The fitness company saw unprecedented growth during 2020, as many people in lockdown canceled gym memberships in favor of the at-home option. The company was at one point valued at $50 billion and was struggling to keep up with orders for its popular stationary bike.

As COVID-19 restrictions waned over the summer of 2021, the company had to repeatedly warn its investors its annual sales income was likely to come in under previous predictions. 

In November, the company cut its yearly sales forecast by approximately $1 billion after shares declined by 35%.

The company ultimately waned to a $15 billion company. In the final quarter of 2021, Peloton reported a loss of $439.4 million.

Pelton implemented a hiring freeze but the losses continued to compound. In a letter to shareholders, the company said it expected its 2022 revenue to fall between #3.7 billion to $3.8 billion — down from a previous estimation of a range of $4.4 billion to $4.8 billion.

The company also reported that its total number of fitness subscribers is likely to be 3 million, rather than a previous prediction of 3.35 million to 3.45 million.

On Feb. 8, Peloton announced it would let go of 20% of its workforce.

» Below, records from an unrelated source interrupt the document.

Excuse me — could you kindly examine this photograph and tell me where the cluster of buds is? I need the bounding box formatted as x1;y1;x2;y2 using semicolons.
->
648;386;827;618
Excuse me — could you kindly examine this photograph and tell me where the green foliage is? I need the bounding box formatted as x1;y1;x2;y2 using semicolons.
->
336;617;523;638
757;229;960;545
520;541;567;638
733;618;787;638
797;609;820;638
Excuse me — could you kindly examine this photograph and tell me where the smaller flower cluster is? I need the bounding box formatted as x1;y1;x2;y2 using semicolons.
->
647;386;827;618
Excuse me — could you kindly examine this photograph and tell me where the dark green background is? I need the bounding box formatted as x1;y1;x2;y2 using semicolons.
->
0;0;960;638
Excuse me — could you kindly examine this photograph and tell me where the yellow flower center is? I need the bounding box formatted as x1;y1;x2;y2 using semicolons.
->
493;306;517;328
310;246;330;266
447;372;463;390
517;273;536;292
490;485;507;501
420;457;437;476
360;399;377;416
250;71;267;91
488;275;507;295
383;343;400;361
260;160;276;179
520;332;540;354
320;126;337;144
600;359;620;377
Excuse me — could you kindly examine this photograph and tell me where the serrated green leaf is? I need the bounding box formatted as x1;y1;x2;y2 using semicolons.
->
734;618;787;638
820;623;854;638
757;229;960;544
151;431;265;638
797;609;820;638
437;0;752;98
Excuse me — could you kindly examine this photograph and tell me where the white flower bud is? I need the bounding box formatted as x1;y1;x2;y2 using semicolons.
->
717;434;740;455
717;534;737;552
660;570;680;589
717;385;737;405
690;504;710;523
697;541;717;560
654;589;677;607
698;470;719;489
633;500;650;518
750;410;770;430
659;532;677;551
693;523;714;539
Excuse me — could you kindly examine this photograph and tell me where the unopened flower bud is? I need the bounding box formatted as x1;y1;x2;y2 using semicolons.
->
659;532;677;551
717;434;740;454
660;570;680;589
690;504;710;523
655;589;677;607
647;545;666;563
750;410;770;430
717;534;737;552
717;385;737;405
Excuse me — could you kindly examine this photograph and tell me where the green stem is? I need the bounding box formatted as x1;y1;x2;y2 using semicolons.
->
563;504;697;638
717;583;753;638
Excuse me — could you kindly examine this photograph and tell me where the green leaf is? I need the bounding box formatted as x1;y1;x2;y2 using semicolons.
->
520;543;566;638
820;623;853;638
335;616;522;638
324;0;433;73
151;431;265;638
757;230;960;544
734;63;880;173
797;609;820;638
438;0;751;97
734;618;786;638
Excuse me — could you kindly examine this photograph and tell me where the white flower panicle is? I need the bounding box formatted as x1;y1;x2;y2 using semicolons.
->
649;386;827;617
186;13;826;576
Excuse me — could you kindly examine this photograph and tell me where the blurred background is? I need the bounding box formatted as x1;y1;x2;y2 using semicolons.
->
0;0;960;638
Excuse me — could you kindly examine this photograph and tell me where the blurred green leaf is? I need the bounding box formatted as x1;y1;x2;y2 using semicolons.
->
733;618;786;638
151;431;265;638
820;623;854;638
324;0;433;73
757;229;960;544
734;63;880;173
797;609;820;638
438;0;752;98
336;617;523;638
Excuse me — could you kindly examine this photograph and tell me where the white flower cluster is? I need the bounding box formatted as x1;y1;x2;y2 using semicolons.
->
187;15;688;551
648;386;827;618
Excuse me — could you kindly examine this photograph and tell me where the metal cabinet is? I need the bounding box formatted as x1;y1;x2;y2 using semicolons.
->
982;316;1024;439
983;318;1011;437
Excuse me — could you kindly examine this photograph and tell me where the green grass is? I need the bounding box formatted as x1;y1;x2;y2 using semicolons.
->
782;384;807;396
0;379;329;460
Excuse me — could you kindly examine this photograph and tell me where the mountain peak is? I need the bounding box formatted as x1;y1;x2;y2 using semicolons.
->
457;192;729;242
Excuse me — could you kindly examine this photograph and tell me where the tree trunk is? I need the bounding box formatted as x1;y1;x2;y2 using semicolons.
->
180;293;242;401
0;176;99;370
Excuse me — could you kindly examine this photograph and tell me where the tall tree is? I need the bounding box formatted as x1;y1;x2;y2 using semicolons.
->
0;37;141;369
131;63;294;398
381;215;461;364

The company released a letter from Foley to the staff announcing the lay-offs.

Foley said Peleton was “making changes at every level of the organization” and that he was stepping down from his position as CEO.

“I recently shared that we have been in the process of re-evaluating our costs across the entire organization to ensure we are appropriately structured for the post-COVID landscape,” Foley wrote. “After careful review, we’ll be driving strategic initiatives across our global team that will help us focus on areas that are in need of adjustment, including implementing a comprehensive restructuring program.”

Foley’s wife, Jill Foley, “will be transitioning from her role as VP of Apparel in the coming months” according to the statement.

Peloton employees fired during the downsizing will be given “meaningful cash severance allotment … based on job level and tenure.” They will also be provided access to career services offered by RiseSmart, a third-party transition service.

Lastly, terminated employees will receive a “complimentary” monthly Peloton membership for 12 months.

Addressing employees facing termination, Foley said “I want you to know this is not a reflection of your very important contribution to Peloton. … I hope your experience while working here was a meaningful one, and will help you succeed in your next chapter.”

Other changes include reducing its North American warehouses as well as decreasing its delivery operations and “third party relationships.”

“The choices we’ve made today, some of which were very difficult, will help us get closer to creating a more focused, stronger Peloton for tomorrow,” Foley wrote.

Foley will now serve as the Executive Chair of Peleton. Barry McCarthy, who previously held senior executive roles with Netflix and Spotify, will take over as CEO and President.